Cermin Retak dalam Politik Citra
Sorotan terhadap citra kepemimpinan Iqbal-Dinda mengemuka sejak awal. Anggota DPRD NTB dari PDI Perjuangan, Suhaimi, menyampaikan bahwa citra adalah refleksi jujur yang tidak bisa disembunyikan.
“Citra itu cermin. Namanya cermin adalah sesuatu yang selalu jujur. Dicipta untuk jujur tempat kita berefleksi. Jika kita sebagai publik figur, kita bukan menjadi subjek lagi, tapi sudah menjadi objek. Jadi apapun kelakuan kita akan menjadi penilaian masyarakat,” ujarnya.
Ia bahkan membandingkan kepemimpinan Iqbal-Dinda dengan Haerul Warisin yang menurutnya lebih memiliki inisiatif, walaupun terkesan dipaksa oleh tim sukses. “Justru (Iqbal-Dinda) dipaksa oleh Mi6 dan Pojok NTB untuk melakukan sesuatu,” sindirnya.
Sorotan Tajam terhadap Gubernur
Tokoh masyarakat dan eks Anggota DPRD NTB, Najamuddin Mustafa, menumpahkan kekecewaannya pada berbagai aspek pemerintahan Iqbal-Dinda, terutama terkait wacana perombakan Bank NTB Syariah dan pernyataan kontroversial sang gubernur dalam forum Musrenbang.
“Gubernur Iqbal terlalu vulgar berkata-kata. Dia mau membenahi Bank NTB Syariah tapi tidak mengerti historikal Bank NTB Syariah… Barang yang sudah baik, sudah sehat dibilang tidak sehat. Ini yang tidak sehat pikirannya, bukan Bank NTB Syariah,” kata Najamuddin.

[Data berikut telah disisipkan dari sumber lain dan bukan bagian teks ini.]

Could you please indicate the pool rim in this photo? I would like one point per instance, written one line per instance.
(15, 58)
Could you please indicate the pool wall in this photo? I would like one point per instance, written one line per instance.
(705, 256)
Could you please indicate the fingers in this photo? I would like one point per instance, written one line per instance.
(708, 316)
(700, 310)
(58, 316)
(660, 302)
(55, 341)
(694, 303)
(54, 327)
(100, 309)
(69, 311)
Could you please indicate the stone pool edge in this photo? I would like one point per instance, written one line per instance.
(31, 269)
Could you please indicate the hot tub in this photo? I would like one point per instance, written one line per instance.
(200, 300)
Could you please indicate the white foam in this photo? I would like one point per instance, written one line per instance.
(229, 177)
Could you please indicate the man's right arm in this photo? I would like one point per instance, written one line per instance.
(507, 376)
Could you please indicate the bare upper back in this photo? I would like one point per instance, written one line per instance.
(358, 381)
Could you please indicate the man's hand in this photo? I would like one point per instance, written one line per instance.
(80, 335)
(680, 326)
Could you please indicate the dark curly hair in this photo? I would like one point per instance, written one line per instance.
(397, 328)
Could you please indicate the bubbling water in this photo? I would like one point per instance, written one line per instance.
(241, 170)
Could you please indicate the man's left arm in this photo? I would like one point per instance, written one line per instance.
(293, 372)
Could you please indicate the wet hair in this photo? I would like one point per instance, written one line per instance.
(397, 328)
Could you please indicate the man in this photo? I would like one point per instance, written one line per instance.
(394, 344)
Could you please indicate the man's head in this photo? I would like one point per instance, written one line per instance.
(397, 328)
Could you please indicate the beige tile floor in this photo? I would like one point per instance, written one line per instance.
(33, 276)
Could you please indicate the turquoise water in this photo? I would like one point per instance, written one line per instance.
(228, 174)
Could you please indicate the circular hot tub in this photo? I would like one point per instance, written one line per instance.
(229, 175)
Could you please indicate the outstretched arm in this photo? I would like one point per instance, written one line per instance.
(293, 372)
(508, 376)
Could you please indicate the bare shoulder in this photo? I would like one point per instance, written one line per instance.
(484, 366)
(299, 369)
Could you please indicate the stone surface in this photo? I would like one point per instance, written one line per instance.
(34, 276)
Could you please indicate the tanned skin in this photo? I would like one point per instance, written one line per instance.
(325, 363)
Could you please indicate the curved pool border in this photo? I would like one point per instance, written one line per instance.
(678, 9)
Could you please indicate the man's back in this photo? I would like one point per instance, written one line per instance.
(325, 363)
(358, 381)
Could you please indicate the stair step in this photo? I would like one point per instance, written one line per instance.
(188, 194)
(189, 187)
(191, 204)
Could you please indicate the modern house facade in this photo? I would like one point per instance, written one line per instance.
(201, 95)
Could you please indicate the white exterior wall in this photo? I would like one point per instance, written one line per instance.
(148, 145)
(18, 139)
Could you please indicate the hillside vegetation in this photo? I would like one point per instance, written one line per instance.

Ia juga menyinggung soal anggaran daerah yang tak kunjung dieksekusi dan menuding adanya potensi permainan anggaran.
“Saya curiga Iqbal memainkan skema Silpa untuk dieksekusi pada APBD Perubahan. Sehingga ada banyak kue yang akan dibagi,” tegasnya.
Akademisi Bicara: Antara Realita dan Retorika
Guru Besar Universitas Mataram, Prof. Dr. Mansyur Afifi, mengkritik keras politik pencitraan yang menurutnya tidak menggambarkan substansi kepemimpinan.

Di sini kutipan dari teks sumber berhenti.